- Born: Izabela Wagner 3 November 1964 (age 61) Wołów, near Wrocław, Poland
- Citizenship: Polish and French
- Spouse: Philippe Saffray ​(m. 1987)​
- Children: 2
- Scientific career
- Fields: Sociology; Ethnography; Music education;
- Institutions: Université Paris-Cité - URMIS - ICM Paris - Collegium Civitas Cooperative - University of Warsaw
- Thesis: La production sociale de violonistes virtuoses (2006)
- Doctoral advisor: Jean-Michel Chapoulie
- Doctoral students: Beata Kowalczyk (2018) - Mariusz Finkelstein (2019)
- Website: www.izabelawagner.com

= Izabela Wagner =

American cognitive scientist

Izabela Wagner-Saffray (born 3 November 1964) is a Polish-born European sociologist.
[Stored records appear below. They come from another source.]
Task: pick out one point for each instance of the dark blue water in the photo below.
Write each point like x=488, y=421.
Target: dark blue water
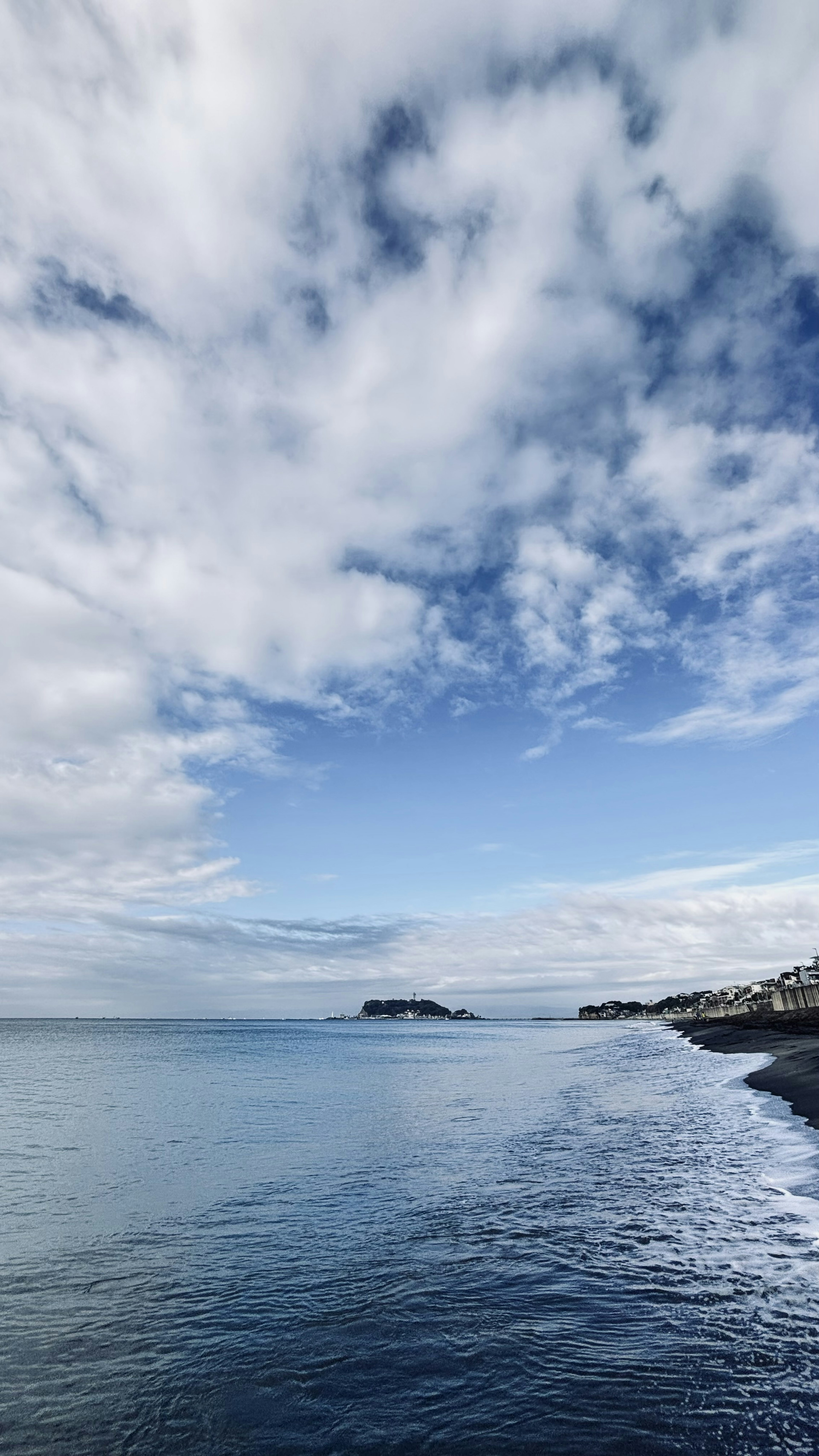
x=400, y=1238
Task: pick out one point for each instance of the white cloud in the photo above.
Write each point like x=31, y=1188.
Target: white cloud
x=656, y=934
x=270, y=394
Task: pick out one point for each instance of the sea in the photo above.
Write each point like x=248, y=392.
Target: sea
x=398, y=1238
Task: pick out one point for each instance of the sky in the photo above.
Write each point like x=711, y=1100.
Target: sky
x=410, y=503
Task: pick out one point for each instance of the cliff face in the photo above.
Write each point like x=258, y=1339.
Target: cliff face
x=407, y=1011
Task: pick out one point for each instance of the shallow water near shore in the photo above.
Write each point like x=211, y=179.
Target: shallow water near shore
x=400, y=1238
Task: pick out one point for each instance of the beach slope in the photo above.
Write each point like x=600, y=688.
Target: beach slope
x=790, y=1037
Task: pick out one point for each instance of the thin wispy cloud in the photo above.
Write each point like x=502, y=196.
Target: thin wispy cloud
x=359, y=360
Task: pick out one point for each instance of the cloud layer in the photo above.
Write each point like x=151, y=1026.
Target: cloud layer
x=353, y=357
x=668, y=931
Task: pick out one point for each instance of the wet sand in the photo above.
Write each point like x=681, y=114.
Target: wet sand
x=790, y=1037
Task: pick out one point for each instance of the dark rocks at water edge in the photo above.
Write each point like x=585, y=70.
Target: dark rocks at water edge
x=792, y=1037
x=412, y=1011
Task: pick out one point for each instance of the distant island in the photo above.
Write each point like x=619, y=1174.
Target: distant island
x=412, y=1011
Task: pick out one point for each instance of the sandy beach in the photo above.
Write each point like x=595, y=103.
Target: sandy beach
x=790, y=1037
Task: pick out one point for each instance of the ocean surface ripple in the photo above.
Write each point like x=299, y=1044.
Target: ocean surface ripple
x=394, y=1238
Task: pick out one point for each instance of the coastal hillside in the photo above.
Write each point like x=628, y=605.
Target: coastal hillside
x=795, y=991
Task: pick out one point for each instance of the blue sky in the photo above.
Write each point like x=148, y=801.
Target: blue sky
x=410, y=503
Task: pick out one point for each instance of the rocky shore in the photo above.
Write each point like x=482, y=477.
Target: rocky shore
x=790, y=1036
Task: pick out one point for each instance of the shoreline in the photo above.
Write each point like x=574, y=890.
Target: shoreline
x=790, y=1037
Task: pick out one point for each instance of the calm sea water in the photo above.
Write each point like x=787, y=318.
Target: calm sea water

Wagner was awarded the scientific title of Professor Belwederski by the President of the Republic of Poland in May 2023 and has been a full professor at Université Paris Cité since September 1, 2023. Wagner has been an associate professor at the Institute of Sociology at Collegium Civitas in Warsaw from December 2019 to August 2023. She is also a member of URMIS (Unité de Recherche Migrations et Société) Fellow at ICM (Institut Convergence Migration) in Paris since 2019. Her sociological research is concerned with migrations, exil of scientists, intellectuals, musicians (violin virtuosos). Wagner's contributions are also focused on the careers of artists and intellectuals, professional socialization and geographic mobility, migrations and forced-migrations.
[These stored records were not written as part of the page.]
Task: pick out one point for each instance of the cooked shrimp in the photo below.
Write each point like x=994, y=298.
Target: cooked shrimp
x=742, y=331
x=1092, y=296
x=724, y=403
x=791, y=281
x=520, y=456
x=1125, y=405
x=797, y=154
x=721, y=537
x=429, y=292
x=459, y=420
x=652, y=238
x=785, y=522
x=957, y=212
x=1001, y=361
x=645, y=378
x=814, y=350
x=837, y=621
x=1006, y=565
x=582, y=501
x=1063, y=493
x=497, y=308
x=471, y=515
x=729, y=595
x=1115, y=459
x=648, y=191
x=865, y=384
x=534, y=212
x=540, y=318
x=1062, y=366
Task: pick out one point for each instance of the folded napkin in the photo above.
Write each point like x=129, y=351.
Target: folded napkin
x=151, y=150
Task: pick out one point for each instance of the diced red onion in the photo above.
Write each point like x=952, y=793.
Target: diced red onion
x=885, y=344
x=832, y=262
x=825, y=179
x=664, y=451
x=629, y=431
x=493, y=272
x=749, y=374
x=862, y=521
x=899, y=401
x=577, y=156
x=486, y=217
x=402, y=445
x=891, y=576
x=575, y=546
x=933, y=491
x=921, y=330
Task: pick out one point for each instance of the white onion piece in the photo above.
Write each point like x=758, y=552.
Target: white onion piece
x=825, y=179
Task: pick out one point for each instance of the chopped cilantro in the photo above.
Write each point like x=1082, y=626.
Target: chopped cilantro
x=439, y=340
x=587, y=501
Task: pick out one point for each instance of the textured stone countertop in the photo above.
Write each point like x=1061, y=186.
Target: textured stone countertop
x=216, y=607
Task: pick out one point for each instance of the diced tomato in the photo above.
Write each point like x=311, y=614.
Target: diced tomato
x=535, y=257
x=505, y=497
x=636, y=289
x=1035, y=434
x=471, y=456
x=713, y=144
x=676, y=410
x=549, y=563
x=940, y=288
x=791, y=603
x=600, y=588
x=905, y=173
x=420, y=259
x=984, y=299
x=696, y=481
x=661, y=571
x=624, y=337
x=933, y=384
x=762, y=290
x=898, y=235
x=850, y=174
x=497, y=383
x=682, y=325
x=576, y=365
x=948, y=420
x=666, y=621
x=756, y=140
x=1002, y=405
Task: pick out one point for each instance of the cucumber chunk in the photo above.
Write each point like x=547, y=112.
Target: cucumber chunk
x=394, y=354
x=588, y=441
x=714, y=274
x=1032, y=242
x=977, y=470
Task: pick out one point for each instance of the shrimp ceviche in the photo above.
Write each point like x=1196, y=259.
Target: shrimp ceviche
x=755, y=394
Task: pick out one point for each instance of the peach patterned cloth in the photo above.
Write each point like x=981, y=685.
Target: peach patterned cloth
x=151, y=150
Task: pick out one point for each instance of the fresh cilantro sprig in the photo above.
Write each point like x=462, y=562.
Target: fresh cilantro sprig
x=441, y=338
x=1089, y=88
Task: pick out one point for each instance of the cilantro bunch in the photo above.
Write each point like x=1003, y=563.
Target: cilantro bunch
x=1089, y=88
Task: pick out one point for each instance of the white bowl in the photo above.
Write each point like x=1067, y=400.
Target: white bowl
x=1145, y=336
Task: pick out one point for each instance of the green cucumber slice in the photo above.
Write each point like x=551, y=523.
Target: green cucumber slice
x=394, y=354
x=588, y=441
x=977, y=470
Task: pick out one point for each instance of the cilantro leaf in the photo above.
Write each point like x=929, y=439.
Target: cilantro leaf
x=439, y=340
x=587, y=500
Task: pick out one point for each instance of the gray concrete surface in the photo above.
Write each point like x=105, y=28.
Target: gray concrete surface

==Early life and education==
Wagner was born on 3 November 1964 in Wołów, Poland, in a family of musicians (her father, Juliusz Karcz, is a compositor and her mother a music schools inspector). She began studying sociology at the School for Advanced Studies in the Social Sciences (EHESS) in Paris in 1996, and completed her Ph.D. there in 2006, defending the dissertation La production sociale de violonistes virtuoses ("Social Production of Virtuosos)" with Jean-Michel Chapoulie as her thesis advisor.

==Scientific work==
Wagner worked at the musical academia as a Jaques-Dalcroze method specialist, as assistant professor at the University of Music in Poznań, Poland in 1986–87, and at the Conservatory of Music in Nanterre, France in 1988 - 2001. Later since 2008 she worked at the Institute of Sociology - University of Warsaw.

Within the field of sociological research, Wagner's contributions are focused on the careers of artists and intellectuals, professional socialization and geographic mobility, migrations and forced-migrations. Linking history with sociology she wrote about antisemitism in Europe in 20th and 21st centuries.

Wagner did sociological research mainly in Europe but also in the US and China. She was a visiting scholar at Harvard (2010/2011), at the New School for Social Research in New York City (2016), at UC Davis (2023, USA), a visiting professor at Fudan University (2012, Shangai - China). Wagner's monographs have appeared in Chinese, English, Polish, Portuguese, Spanish, German and Russian.

Wagner's research activity addresses Migrations, Forced Migrations, Musicology, Ethnomusicology, Composition, Music Education, Global Jazz Studies, Music Industry, Music Performance, and Music Performance Studies.

==Publications==
- My Life in Fragments Editing and analysis of Zygmunt Bauman's private texts (Polity Press, 2023)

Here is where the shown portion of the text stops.